Marlins Park could be front-runner as temporary home for potential David Beckham MLS team

David Beckham, pushing forward on his quest to bring a Major League Soccer team to Miami, is taking a serious look at Marlins Park as a temporary home until he can build a permanent soccer-specific stadium, according to Miami-Dade Mayor Carlos Gimenez and two other sources.


The soccer icon was in town Wednesday, touring potential locations with his business manager Simon Fuller and billionaire Marcelo Claure, owner of Brightstar Corp., a Miami-based global wireless distributor. Beckham is also considering FIU Stadium as a temporary venue.


Beckham and Fuller had dinner Tuesday night at the home of Claure, and Miami mayor Carlos Gimenez and his wife, Lourdes, were in attendance.
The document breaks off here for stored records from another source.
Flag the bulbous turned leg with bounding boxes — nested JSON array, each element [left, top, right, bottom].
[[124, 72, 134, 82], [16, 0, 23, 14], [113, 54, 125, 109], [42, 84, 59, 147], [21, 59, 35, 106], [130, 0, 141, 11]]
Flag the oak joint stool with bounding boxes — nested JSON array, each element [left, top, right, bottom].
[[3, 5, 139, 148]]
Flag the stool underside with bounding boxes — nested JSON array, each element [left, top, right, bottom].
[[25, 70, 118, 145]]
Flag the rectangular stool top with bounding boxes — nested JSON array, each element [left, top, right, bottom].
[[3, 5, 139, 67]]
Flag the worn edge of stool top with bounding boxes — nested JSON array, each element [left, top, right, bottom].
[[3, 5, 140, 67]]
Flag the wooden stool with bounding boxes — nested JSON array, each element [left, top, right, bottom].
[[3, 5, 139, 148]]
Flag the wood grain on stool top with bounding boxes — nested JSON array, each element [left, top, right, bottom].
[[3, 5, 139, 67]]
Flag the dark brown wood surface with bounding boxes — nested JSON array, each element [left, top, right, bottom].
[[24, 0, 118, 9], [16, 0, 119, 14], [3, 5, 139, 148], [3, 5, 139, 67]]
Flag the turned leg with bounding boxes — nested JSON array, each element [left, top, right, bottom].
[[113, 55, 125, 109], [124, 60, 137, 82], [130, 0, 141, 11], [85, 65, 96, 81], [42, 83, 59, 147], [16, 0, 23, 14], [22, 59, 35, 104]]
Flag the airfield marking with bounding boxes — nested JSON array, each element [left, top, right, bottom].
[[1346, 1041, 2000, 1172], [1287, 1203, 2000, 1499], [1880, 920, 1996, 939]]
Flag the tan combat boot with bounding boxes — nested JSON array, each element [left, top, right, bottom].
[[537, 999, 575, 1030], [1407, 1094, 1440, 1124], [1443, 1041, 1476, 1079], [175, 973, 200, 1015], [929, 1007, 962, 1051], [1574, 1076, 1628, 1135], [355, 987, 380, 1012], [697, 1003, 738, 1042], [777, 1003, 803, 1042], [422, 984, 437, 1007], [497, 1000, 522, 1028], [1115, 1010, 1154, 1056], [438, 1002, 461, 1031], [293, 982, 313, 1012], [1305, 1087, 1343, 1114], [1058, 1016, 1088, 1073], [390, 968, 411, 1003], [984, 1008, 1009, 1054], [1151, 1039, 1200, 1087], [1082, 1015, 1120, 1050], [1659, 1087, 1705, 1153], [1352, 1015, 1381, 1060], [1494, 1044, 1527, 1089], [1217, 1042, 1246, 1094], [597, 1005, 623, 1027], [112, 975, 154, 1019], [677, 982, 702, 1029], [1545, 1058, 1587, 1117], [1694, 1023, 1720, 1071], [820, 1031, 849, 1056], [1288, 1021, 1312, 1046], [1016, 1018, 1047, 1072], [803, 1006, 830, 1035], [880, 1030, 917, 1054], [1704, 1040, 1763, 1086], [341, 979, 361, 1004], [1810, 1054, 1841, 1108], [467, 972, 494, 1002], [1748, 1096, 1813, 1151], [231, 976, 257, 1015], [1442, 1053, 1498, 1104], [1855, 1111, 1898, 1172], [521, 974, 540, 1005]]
“They do want an urban site,” Gimenez said on Wednesday. “I do agree that an urban site would work better.”


A facility such as the Miami Dolphins’ Sun Life Stadium in Miami Gardens would be too big, he added, noting that the investors envision crowds of 20,000 to 28,000 fans. The Marlins Park capacity is 36,742 and FIU Stadium seats 23,500.

Eventually, the team would build its own stadium – with its own money, the mayor emphasized.


The Marlins Park location would likely please MLS, as it sits on the former Orange Bowl site, which is where the league intended to put the Miami Fusion when it awarded the city that franchise back in 1997. Politics got in the way and the team wound up playing at Lockhart Stadium in Fort Lauderdale. The team folded in 2001.


Marlins Park also offers the big-time, modern professional feel Beckham is looking for, a stadium replete with dining options, luxury boxes, spacious media facilities, and even a field-side Clevelander bar.

But it is not ideal as a permanent home because the MLS season overlaps with baseball season, making scheduling complicated. Also, it requires reconfiguration of the field. The stadium hosted a Venezuela vs. Nigeria soccer match last November, and organizers covered the infield dirt, put one goal near the Marlins dugout on the third-base side and the other in front of the visitors’ bullpen in right field.


Former Miami Mayor Manny Diaz kept the MLS-to-Miami dream alive when in December 2007 he announced plans for a retractable-roof baseball stadium and an adjacent 25,000-seat soccer stadium on the 40-acre Orange Bowl site. The soccer venue was to sit west of the baseball stadium, but that part of the plan was never realized when Marlins Park was built. That land was used for surface parking. It is unclear whether a permanent soccer venue could still be built there.

The Marlins had no comment on the Beckham visit, said team spokesman Matt Roebuck.


Tuesday’s meeting was the second one between Gimenez and Beckham. They met in June, when Beckham toured sites. The former player is “very interested” in opening a team in Miami, Gimenez said. “He’s a very nice gentleman and very down-to-earth.”


As part of his contract with MLS six years ago, Beckham was given the option to buy a franchise for a deeply discounted $25 million upon his retirement. He retired last spring, plans to exercise the option, and word is he hopes to present his plan to the league Board of Directors by the end of the year.

The league will not consider awarding a new franchise unless owners can present a viable financial and stadium plan.


Beckham has spent the past six months vetting possible investors from all over the world, and figures the project will cost more than $200 million. The biggest hurdle has been finding a stadium.

Beckham toured Sun Life Stadium and FIU Stadium during his June visit. Neither is the perfect solution.

Sun Life Stadium is a perfect venue for big international matches. A crowd of 67,273 showed up in August to see Chelsea against Real Madrid in the International Champions Cup final. And 72,000 packed it for Barcelona vs. Chivas last summer. But the average MLS crowd is 18,594, and even if a Miami team were to draw 25,000 to 30,000, Sun Life would be less than half-full.


Claure is on the Board of Trustees of FIU, and Beckham met with school leaders there, who believe their stadium is the perfect fit because of its size, West Miami location, and international student population.

But league sources are not sold on FIU or Sun Life as permanent homes. They have told potential investors they prefer a privately-funded soccer-specific stadium of 20,000 to 30,000 seats, if possible in an urban area with restaurants and shopping nearby.

Beckham will continue exploring Miami until he finds the right fit.